A Diaspora Transformed
The Second Wave of Ukrainian immigration did more than add numbers to an existing diaspora. It fundamentally altered the character of Ukrainian Canadian life, shifting its centre of gravity from rural Prairie bloc settlements to urban centres in central Canada, introducing a politically engaged nationalist consciousness shaped by direct experience of Soviet rule, and building an institutional infrastructure of newspapers, credit unions, youth organisations, and advocacy bodies whose descendants remain active seven decades later. The friction between the pioneering, agrarian first wave and the educated, urban, ideologically driven second wave was real and, for a time, genuinely uncomfortable, yet it ultimately produced a more complex, more resilient, and more politically capable community than either group could have built alone.
For researchers and descendants exploring this history in 2026, the story of the Displaced Persons offers an instructive counterpoint to the homesteading narrative more commonly associated with Ukrainian Canadian settlement. It is a story of war, forced displacement, bureaucratic labour bonds, and the slow, often painful process of rebuilding professional and civic life from nothing — a story with clear resonance for the newest generation of Ukrainian arrivals navigating displacement in the wake of Russia's full-scale invasion since 2022.
Frequently Asked Questions
How many Ukrainian Displaced Persons came to Canada after WWII?
Historians and Statistics Canada estimates place the number at roughly 30,000 to 34,000 Ukrainian DPs admitted between 1947 and 1952, out of a broader wave of some 165,000 Ukrainians who eventually reached Canada, the United States, Britain, and Australia from the European DP camps.
What was Order-in-Council PC 2856?
Issued in June 1946, PC 2856 authorised the admission of displaced persons from Allied-occupied zones under the condition that each adult signed a one-year labour contract, typically in bush work, farming, mining, or domestic service, before being permitted to seek other employment.
How did the Second Wave differ from the first wave of Ukrainian immigrants?
The first wave (1891-1914) consisted overwhelmingly of illiterate or semi-literate peasant homesteaders from Galicia and Bukovyna who settled the rural Prairies, whereas the Second Wave DPs included a disproportionate share of urban professionals, university-educated nationalists, and former soldiers who gravitated toward Toronto, Montreal, and Winnipeg.
What tensions existed between the first and second waves of Ukrainian settlers?

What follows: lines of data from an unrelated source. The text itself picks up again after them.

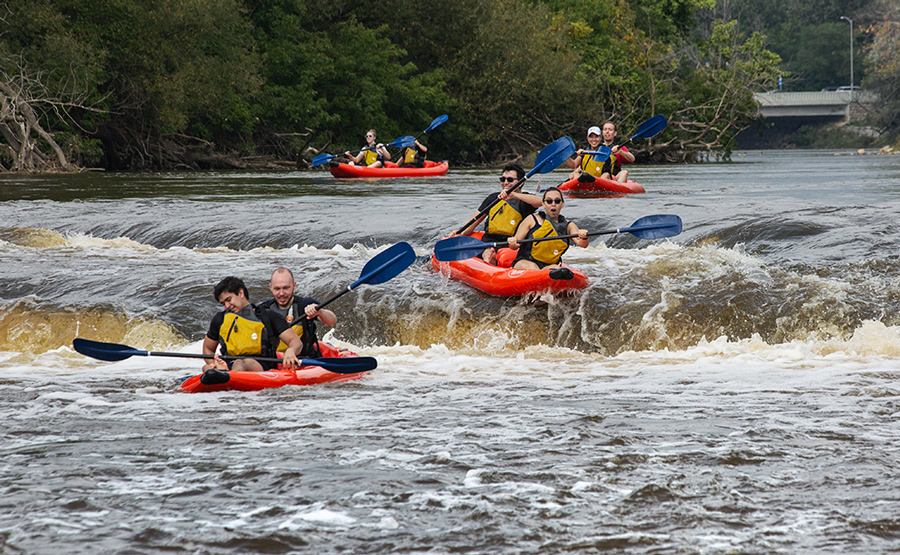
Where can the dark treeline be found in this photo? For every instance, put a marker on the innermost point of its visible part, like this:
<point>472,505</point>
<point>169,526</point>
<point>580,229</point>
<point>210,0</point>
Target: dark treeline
<point>168,84</point>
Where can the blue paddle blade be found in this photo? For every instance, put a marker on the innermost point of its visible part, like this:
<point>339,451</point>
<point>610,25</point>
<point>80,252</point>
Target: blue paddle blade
<point>437,121</point>
<point>111,352</point>
<point>386,265</point>
<point>461,247</point>
<point>322,159</point>
<point>552,156</point>
<point>651,128</point>
<point>602,152</point>
<point>339,365</point>
<point>655,227</point>
<point>403,142</point>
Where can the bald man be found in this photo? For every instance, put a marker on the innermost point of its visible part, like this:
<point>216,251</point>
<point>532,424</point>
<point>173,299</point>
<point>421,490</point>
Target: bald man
<point>300,312</point>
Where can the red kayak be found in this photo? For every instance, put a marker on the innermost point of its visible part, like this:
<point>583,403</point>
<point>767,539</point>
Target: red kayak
<point>255,381</point>
<point>601,186</point>
<point>389,170</point>
<point>508,282</point>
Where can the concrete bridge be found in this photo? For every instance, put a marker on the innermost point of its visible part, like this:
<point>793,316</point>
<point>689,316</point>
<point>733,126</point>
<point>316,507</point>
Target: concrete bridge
<point>810,104</point>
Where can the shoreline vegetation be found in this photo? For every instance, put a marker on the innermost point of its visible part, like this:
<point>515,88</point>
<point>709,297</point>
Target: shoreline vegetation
<point>241,84</point>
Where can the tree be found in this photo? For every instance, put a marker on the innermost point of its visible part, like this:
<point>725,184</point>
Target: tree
<point>46,79</point>
<point>883,69</point>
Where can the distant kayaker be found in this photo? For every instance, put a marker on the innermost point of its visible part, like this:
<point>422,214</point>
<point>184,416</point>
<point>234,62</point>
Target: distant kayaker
<point>300,312</point>
<point>612,168</point>
<point>504,217</point>
<point>549,223</point>
<point>413,155</point>
<point>585,164</point>
<point>244,329</point>
<point>589,167</point>
<point>374,154</point>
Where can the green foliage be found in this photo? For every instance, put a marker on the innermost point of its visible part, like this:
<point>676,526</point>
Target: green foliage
<point>513,74</point>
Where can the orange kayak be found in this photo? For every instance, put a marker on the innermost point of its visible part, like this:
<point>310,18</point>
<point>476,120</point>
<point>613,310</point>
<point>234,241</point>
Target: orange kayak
<point>255,381</point>
<point>390,170</point>
<point>601,186</point>
<point>507,282</point>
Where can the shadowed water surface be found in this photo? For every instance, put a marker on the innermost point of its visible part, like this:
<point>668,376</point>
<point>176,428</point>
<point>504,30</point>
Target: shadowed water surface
<point>730,390</point>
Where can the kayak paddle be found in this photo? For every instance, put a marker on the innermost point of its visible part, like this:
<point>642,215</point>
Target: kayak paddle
<point>437,121</point>
<point>113,352</point>
<point>650,128</point>
<point>547,160</point>
<point>402,142</point>
<point>464,247</point>
<point>383,266</point>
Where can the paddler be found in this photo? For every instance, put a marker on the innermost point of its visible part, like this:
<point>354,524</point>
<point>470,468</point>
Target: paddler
<point>548,223</point>
<point>504,217</point>
<point>374,154</point>
<point>588,167</point>
<point>300,312</point>
<point>612,168</point>
<point>243,329</point>
<point>585,163</point>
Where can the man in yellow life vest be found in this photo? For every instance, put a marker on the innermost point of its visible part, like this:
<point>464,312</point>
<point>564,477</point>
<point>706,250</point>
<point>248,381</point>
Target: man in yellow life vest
<point>586,163</point>
<point>549,223</point>
<point>413,155</point>
<point>301,313</point>
<point>374,154</point>
<point>612,168</point>
<point>501,221</point>
<point>245,330</point>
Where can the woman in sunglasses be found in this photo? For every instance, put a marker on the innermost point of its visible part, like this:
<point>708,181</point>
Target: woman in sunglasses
<point>504,217</point>
<point>373,154</point>
<point>549,223</point>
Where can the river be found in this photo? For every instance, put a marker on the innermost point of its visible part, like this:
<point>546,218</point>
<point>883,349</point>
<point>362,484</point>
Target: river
<point>732,389</point>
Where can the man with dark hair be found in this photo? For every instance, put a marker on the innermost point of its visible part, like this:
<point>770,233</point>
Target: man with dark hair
<point>503,217</point>
<point>245,330</point>
<point>301,313</point>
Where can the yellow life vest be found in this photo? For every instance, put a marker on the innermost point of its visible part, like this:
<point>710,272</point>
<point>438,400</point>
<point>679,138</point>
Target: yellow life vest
<point>242,336</point>
<point>503,219</point>
<point>371,157</point>
<point>548,252</point>
<point>410,154</point>
<point>592,166</point>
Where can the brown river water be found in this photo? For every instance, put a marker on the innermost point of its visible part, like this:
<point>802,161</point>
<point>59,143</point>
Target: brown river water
<point>732,389</point>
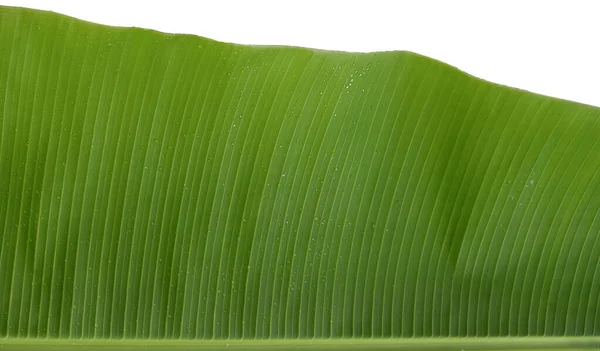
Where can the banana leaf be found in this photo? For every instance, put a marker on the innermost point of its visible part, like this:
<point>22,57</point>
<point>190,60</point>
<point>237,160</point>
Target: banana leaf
<point>166,191</point>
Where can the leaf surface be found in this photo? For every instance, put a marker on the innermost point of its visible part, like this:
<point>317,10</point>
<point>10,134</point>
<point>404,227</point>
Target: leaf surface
<point>156,188</point>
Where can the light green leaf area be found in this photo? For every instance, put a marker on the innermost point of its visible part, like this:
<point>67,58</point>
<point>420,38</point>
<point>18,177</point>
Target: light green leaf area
<point>173,191</point>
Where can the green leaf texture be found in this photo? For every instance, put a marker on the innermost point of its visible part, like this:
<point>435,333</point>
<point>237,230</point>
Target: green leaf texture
<point>158,186</point>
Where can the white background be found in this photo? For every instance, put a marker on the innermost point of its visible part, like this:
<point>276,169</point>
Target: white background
<point>548,47</point>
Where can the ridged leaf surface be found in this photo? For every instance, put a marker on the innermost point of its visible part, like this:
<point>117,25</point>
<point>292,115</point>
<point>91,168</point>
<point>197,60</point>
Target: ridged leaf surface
<point>159,186</point>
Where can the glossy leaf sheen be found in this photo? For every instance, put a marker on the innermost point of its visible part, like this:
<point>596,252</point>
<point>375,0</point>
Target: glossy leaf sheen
<point>159,186</point>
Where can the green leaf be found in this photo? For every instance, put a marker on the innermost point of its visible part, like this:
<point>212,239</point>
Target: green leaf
<point>173,191</point>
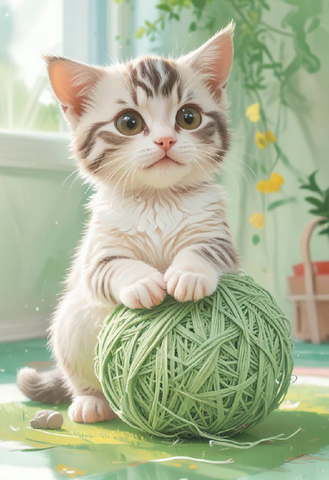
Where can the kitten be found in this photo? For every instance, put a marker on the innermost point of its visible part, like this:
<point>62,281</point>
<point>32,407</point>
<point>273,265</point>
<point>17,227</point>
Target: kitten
<point>149,135</point>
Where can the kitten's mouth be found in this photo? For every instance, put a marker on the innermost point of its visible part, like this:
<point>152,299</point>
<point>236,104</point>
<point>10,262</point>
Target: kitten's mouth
<point>164,162</point>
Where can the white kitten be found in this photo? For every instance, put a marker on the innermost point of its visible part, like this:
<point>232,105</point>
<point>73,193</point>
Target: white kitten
<point>149,135</point>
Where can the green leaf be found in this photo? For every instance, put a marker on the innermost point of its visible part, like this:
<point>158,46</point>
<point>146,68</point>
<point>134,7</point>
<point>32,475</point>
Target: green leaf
<point>164,7</point>
<point>313,25</point>
<point>326,199</point>
<point>140,32</point>
<point>279,203</point>
<point>325,231</point>
<point>314,201</point>
<point>319,211</point>
<point>255,239</point>
<point>192,27</point>
<point>199,3</point>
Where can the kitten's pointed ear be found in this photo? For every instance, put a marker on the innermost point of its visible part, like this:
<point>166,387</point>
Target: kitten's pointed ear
<point>72,83</point>
<point>214,58</point>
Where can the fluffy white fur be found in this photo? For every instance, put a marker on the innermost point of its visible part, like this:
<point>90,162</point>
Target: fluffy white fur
<point>147,226</point>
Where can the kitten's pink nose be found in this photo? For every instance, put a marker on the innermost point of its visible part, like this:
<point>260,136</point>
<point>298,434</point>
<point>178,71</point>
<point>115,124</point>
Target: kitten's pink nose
<point>165,143</point>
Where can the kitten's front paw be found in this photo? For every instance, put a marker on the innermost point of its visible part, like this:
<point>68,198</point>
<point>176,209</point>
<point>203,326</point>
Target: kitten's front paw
<point>145,293</point>
<point>185,285</point>
<point>90,409</point>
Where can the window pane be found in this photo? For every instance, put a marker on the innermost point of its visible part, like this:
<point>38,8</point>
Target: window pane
<point>28,29</point>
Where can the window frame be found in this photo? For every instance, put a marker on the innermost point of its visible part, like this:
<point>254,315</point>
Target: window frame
<point>84,40</point>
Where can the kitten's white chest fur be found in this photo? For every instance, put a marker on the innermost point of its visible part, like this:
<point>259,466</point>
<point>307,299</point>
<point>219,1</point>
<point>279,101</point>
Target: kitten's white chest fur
<point>153,224</point>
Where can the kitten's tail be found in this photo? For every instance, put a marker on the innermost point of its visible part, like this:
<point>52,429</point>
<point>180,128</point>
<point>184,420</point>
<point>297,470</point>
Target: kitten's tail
<point>45,387</point>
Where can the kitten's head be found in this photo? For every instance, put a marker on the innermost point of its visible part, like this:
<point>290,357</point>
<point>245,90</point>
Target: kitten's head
<point>149,122</point>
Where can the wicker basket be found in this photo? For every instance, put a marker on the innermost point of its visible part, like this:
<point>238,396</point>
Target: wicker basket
<point>310,294</point>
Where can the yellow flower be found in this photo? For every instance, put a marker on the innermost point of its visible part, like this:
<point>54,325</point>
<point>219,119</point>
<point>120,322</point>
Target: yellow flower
<point>262,140</point>
<point>253,112</point>
<point>271,185</point>
<point>257,220</point>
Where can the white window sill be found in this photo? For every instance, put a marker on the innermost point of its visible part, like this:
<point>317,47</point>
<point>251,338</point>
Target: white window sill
<point>41,151</point>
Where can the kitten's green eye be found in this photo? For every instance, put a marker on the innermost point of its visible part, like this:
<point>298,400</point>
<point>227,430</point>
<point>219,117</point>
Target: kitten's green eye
<point>188,118</point>
<point>130,123</point>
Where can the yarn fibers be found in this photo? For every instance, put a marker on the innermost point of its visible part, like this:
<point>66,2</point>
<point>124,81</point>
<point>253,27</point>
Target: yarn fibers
<point>211,368</point>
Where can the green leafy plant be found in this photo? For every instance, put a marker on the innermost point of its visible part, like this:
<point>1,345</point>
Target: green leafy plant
<point>319,202</point>
<point>263,69</point>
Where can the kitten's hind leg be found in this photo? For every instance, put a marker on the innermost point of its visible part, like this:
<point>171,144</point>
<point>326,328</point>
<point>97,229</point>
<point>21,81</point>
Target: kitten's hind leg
<point>90,409</point>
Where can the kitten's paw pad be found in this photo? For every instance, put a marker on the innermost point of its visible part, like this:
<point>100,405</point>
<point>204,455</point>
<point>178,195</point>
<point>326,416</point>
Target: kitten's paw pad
<point>185,286</point>
<point>145,293</point>
<point>90,409</point>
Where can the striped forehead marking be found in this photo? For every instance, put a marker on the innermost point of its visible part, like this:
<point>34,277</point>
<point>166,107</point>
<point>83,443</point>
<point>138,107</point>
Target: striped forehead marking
<point>156,76</point>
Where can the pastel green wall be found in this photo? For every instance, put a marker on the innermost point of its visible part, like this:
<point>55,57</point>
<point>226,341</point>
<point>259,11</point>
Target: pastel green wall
<point>41,220</point>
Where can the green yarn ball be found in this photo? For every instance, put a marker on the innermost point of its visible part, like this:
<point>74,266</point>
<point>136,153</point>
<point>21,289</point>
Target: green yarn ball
<point>211,368</point>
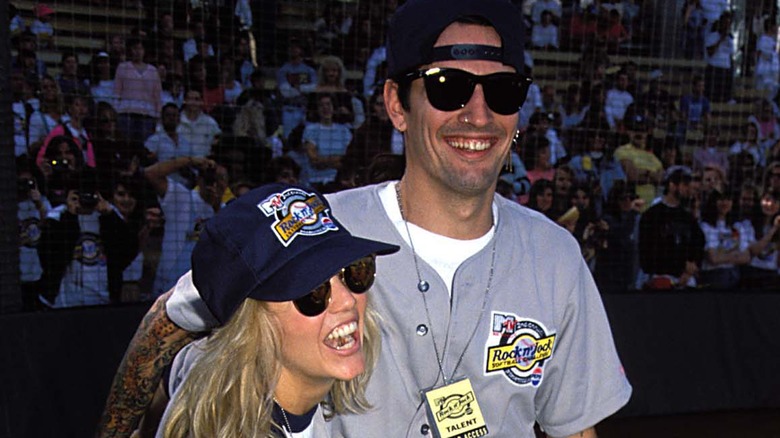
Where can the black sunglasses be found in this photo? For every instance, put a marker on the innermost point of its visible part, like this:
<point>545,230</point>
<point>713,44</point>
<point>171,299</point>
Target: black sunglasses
<point>449,89</point>
<point>357,277</point>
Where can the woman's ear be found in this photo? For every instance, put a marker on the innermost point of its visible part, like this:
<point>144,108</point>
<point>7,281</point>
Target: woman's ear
<point>393,105</point>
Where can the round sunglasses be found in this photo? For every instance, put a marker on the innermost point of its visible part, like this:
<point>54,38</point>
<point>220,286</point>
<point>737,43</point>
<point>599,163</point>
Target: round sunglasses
<point>450,89</point>
<point>357,277</point>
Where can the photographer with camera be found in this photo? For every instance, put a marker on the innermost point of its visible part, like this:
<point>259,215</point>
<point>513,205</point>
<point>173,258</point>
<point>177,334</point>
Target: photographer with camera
<point>32,209</point>
<point>184,211</point>
<point>77,239</point>
<point>62,159</point>
<point>72,126</point>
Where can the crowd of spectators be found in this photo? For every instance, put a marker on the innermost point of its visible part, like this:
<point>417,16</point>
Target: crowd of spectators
<point>121,161</point>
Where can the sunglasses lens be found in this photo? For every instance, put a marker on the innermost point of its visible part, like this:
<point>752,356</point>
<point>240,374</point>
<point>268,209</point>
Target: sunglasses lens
<point>315,302</point>
<point>359,276</point>
<point>449,90</point>
<point>505,93</point>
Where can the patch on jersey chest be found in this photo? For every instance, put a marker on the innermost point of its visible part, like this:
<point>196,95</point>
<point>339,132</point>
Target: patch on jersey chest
<point>518,348</point>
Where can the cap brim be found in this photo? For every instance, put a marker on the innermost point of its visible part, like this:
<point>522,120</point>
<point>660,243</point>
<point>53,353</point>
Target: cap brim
<point>310,269</point>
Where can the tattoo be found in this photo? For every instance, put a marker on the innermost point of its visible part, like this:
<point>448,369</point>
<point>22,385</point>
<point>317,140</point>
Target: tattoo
<point>152,348</point>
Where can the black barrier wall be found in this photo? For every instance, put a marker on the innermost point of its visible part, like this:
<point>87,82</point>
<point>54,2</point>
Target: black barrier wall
<point>682,353</point>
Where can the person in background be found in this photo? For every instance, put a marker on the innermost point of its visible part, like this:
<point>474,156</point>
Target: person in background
<point>77,239</point>
<point>375,137</point>
<point>618,263</point>
<point>325,143</point>
<point>73,127</point>
<point>185,212</point>
<point>294,79</point>
<point>348,109</point>
<point>671,243</point>
<point>41,27</point>
<point>32,209</point>
<point>694,23</point>
<point>124,276</point>
<point>762,230</point>
<point>710,152</point>
<point>544,35</point>
<point>137,87</point>
<point>597,167</point>
<point>726,247</point>
<point>750,143</point>
<point>166,143</point>
<point>573,109</point>
<point>540,197</point>
<point>199,129</point>
<point>617,101</point>
<point>719,48</point>
<point>642,167</point>
<point>69,79</point>
<point>102,83</point>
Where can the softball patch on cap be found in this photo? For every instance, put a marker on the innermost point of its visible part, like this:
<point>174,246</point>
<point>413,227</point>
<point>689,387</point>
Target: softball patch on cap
<point>297,212</point>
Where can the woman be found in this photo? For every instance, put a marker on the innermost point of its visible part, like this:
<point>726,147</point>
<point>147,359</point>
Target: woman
<point>597,167</point>
<point>102,88</point>
<point>331,79</point>
<point>138,89</point>
<point>572,110</point>
<point>49,114</point>
<point>726,248</point>
<point>763,233</point>
<point>297,340</point>
<point>617,265</point>
<point>73,127</point>
<point>540,197</point>
<point>750,144</point>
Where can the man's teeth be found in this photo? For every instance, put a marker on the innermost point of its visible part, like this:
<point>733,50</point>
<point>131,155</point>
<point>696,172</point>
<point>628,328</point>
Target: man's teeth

Established Prairie-born Ukrainian Canadians sometimes viewed the politically vocal, anti-Soviet DPs as unwelcome disruptors of a hard-won respectability, while many DPs considered the first wave's community institutions insufficiently nationalist; these frictions eased through joint work in organisations such as the Ukrainian Canadian Committee.
Which organisations helped Ukrainian DPs resettle in Canada?
The Ukrainian Canadian Committee, founded in Winnipeg in 1940, coordinated sponsorship and relief efforts alongside the Canadian Ukrainian Immigrant Aid Society, while youth organisations such as CYMK (Ukrainian Catholic Youth) and SUM (Ukrainian Youth Association) helped integrate the children of DP families into Canadian urban life.